You were wrong: I wanted life more than you desired death.
Then, on Friday night, after two days of angst and exhaustion, I woke up gasping for air — my heart racing, the red velvet seats spinning endlessly. My eyelids felt heavy. For a split second I saw Tatyana stretched on the floor, among the rows of seats, her head turned away. Before I could reach out my hand to touch her, an irresistible force sucked at my consciousness and dragged me back down into a pool of blackness.
When I woke again I was a different person. Paralysed by a blinding headache, I squinted around, disoriented, searching for Tatyana. It took me a few moments to realise that I was no longer in the theatre. Two men in white gowns were standing nearby, their eyes fixed on a small TV that hung on the wall. A hospital room, I realised, and, before I was able to speak, I was told we were celebrating. The news coverage had just announced that all nine hundred hostages had been freed, unharmed. All the terrorists had been killed. In preparation for their assault, the Russian special forces had pumped a powerful sleeping gas into the theatre, knocking everybody out. A seamless operation, we were told. Now, on the TV screen in my hospital room, I saw family members celebrating outside the Dubrovka theatre, as messages flew in from around the world to congratulate the Russian leadership on their success. The grainy images on the screen showed the armed men and the women in black hijabs scattered among the theatre seats and on the carpeted floors. Their eyes and mouths were wide open, their foreheads adorned with perfect bullet holes.
64
SADNESS. MELANCHOLY. LONGING. Depression. The Russian word toska is rich in meaning. In his annotated translation of Evgeny Onegin, Nabokov warns us that ‘no single English word renders all the shades of toska’.

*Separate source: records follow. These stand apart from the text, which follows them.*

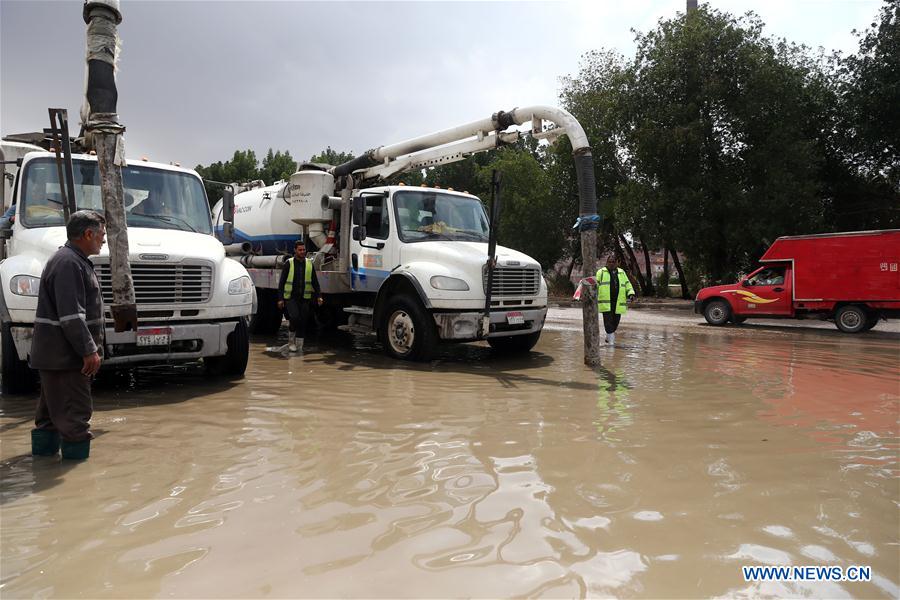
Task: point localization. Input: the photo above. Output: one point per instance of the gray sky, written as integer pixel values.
(198, 80)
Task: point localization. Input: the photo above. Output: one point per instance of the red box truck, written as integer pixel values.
(851, 278)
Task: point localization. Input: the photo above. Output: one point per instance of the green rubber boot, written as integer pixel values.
(44, 442)
(76, 450)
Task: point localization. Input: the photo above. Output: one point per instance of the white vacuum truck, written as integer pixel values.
(415, 266)
(192, 301)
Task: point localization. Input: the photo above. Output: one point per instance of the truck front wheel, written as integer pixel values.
(851, 319)
(234, 363)
(717, 312)
(18, 377)
(407, 331)
(515, 344)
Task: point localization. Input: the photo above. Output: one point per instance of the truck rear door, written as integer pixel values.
(767, 291)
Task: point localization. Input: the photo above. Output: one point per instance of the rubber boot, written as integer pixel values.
(44, 442)
(76, 450)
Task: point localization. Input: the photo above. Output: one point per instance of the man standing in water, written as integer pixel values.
(296, 287)
(68, 340)
(613, 289)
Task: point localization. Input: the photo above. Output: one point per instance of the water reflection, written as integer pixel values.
(342, 473)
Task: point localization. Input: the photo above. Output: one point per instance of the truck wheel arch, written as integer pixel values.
(399, 282)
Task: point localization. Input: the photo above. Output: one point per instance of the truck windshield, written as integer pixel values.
(154, 198)
(427, 216)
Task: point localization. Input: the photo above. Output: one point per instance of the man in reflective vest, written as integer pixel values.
(297, 289)
(613, 289)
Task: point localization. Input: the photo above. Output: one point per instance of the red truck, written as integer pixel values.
(850, 278)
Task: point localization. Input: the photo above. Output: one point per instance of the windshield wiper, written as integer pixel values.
(168, 219)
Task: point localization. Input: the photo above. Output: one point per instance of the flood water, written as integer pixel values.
(342, 473)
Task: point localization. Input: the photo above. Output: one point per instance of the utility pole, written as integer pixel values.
(103, 133)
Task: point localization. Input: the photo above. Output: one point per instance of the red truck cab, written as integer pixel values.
(851, 278)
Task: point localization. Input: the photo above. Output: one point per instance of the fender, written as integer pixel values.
(398, 278)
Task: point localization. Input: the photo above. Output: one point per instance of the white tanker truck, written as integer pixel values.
(413, 265)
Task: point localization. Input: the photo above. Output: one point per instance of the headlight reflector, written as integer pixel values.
(25, 285)
(241, 285)
(439, 282)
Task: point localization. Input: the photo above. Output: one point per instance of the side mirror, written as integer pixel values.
(228, 232)
(359, 212)
(228, 204)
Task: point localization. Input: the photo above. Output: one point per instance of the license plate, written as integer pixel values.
(159, 336)
(515, 318)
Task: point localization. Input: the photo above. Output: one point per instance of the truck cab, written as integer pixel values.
(192, 302)
(767, 291)
(418, 275)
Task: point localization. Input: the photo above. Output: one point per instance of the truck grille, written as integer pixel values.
(513, 282)
(162, 283)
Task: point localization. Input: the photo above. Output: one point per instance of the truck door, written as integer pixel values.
(767, 291)
(370, 265)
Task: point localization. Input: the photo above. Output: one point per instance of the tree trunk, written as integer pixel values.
(648, 291)
(665, 282)
(685, 292)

‘At its deepest and most painful,’ Vladimir Vladimirovich writes, ‘it is a sensation of great spiritual anguish, often without any specific cause. At less morbid levels it is a dull ache of the soul, a longing with nothing to long for, a sick pining, a vague restlessness, mental throes, yearning. ’
Recently I’ve been thinking about toska. About the way our brain detaches itself from whatever is out there, and glides towards a permanent state of longing. I’ve been thinking that our feelings of euphoria, accomplishment, satisfaction — they are all transient sensations, ephemeral states of mind. The only lasting human feeling is toska, the ‘dull ache of the soul’.
Even tragic events that cause unbearable pain become, with time, nothing more than sad memories. Because time goes on, eroding both our joy and our suffering, mercilessly and relentlessly depriving us of the cause of our anguish. Things that we believe serious, meaningful, very important, there will come a time when they will be forgotten or will seem unimportant.